Als Friedrich Dürrenmatt den Zweiakter „Die Physiker“ 1961 niederschrieb, blickte er auf zwei Weltkriege zurück, in denen die Verwissenschaftlichung und Industrialisierung des Tötungshandwerks ungeahnte Ausmaße angenommen hatte. Im I. Weltkrieg war es der massenhafte Einsatz von Giftgas, und im II. Weltkrieg war der ebenfalls mit Gas vorangetriebene Holocaust betrieben worden und das Tötungsfestival hatte mit den Atombombenabwürfen auf Hiroshima und Nagasaki ein weiteres dämonisches Ende genommen. Die Frage, die sich besonders in Bezug auf die Entwicklung der Atombombe in den Vordergrund gedrängt hatte, weil bei ihr Wissenschaftler wie Einstein und Oppenheimer – ihrerseits bekennende Humanisten – beteiligt gewesen waren, wie der Drang nach Erkenntnis mit Moral und Ethik vereinbar sei. An Brisanz hat das Werk, das Dürrenmatt aufgrund der skurril gestalteten Handlung als Komödie freigegeben hatte, nichts eingebüßt. Es geht, ob es Genforschung, Biotechnologien die Virologie betrifft, immer wieder um die Frage, was darf ein Wissenschaftler und was darf er nicht? Oder, anders herum, kann er oder sie denn anders?

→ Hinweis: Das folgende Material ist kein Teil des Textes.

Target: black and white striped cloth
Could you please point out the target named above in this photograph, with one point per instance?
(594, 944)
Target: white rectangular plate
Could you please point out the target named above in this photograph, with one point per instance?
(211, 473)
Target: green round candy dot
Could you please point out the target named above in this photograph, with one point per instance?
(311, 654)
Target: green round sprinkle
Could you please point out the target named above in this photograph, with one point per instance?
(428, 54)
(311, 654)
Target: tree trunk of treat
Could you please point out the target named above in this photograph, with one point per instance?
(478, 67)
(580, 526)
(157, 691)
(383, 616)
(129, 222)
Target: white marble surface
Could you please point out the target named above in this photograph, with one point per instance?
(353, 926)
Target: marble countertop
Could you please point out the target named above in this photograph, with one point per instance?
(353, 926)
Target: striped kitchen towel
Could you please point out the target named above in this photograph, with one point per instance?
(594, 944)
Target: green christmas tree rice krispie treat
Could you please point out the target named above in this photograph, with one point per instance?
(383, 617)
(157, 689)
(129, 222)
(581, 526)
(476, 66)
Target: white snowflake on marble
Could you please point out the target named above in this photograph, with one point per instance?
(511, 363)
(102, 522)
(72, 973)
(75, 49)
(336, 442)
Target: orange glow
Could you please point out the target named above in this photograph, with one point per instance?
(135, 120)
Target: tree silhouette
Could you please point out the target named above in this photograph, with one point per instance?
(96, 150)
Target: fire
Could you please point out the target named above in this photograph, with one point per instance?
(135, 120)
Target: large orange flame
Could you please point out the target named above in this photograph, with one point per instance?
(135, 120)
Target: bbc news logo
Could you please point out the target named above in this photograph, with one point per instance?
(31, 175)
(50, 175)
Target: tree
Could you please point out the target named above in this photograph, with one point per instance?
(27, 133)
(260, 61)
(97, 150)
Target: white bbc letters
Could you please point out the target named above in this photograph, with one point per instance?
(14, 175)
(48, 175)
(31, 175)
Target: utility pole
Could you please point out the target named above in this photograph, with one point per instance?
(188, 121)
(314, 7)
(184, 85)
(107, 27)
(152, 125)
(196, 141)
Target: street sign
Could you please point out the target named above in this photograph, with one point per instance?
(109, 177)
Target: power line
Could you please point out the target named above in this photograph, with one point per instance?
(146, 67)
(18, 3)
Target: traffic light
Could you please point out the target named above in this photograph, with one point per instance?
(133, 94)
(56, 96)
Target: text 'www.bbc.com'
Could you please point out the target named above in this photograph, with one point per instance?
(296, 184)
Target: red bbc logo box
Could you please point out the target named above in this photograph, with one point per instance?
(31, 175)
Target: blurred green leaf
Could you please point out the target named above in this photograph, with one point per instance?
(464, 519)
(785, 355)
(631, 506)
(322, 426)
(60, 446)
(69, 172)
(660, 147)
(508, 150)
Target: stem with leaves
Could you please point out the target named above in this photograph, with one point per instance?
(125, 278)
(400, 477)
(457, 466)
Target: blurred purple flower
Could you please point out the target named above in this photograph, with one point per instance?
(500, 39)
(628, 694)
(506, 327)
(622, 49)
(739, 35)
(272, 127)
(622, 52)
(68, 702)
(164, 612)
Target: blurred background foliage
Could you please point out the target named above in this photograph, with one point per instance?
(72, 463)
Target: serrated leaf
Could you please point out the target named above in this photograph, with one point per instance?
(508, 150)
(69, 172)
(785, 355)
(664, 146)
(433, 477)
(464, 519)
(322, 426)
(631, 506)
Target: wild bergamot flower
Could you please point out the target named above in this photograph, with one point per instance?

In den „Physikern“ bietet sich dem Publikum eine absurde Situation. Ein genialer Physiker flüchtet, da er um die Brisanz seiner Erkenntnisse weiß, in den Wahnsinn und begibt sich in ein privates Sanatorium, wo er es allerdings nicht unterlässt, weiter zu forschen und dem Treiben eine psychopathologische Note verleiht, indem er vorgibt, alles von König Salomo eingeflüstert zu bekommen. Ihm auf den Fersen sind jedoch zwei weitere Insassen und Physiker, die, instrumentalisiert von zwei Geheimdiensten verfeindeter Länder, an seine Erkenntnisse herankommen wollen. Die Groteske endet mit dem Coup, dass die Sanatoriumsleitung, eine reiche, bucklige Schweizerin, ihrerseits alles durchschaut, die Forschungsergebnisse des den Wahnsinn vortäuschenden Wissenschaftlers heimlich kopiert und als Wirtschaftsimperium vermarktet und alle drei Insassen als Häftlinge schachmatt setzt.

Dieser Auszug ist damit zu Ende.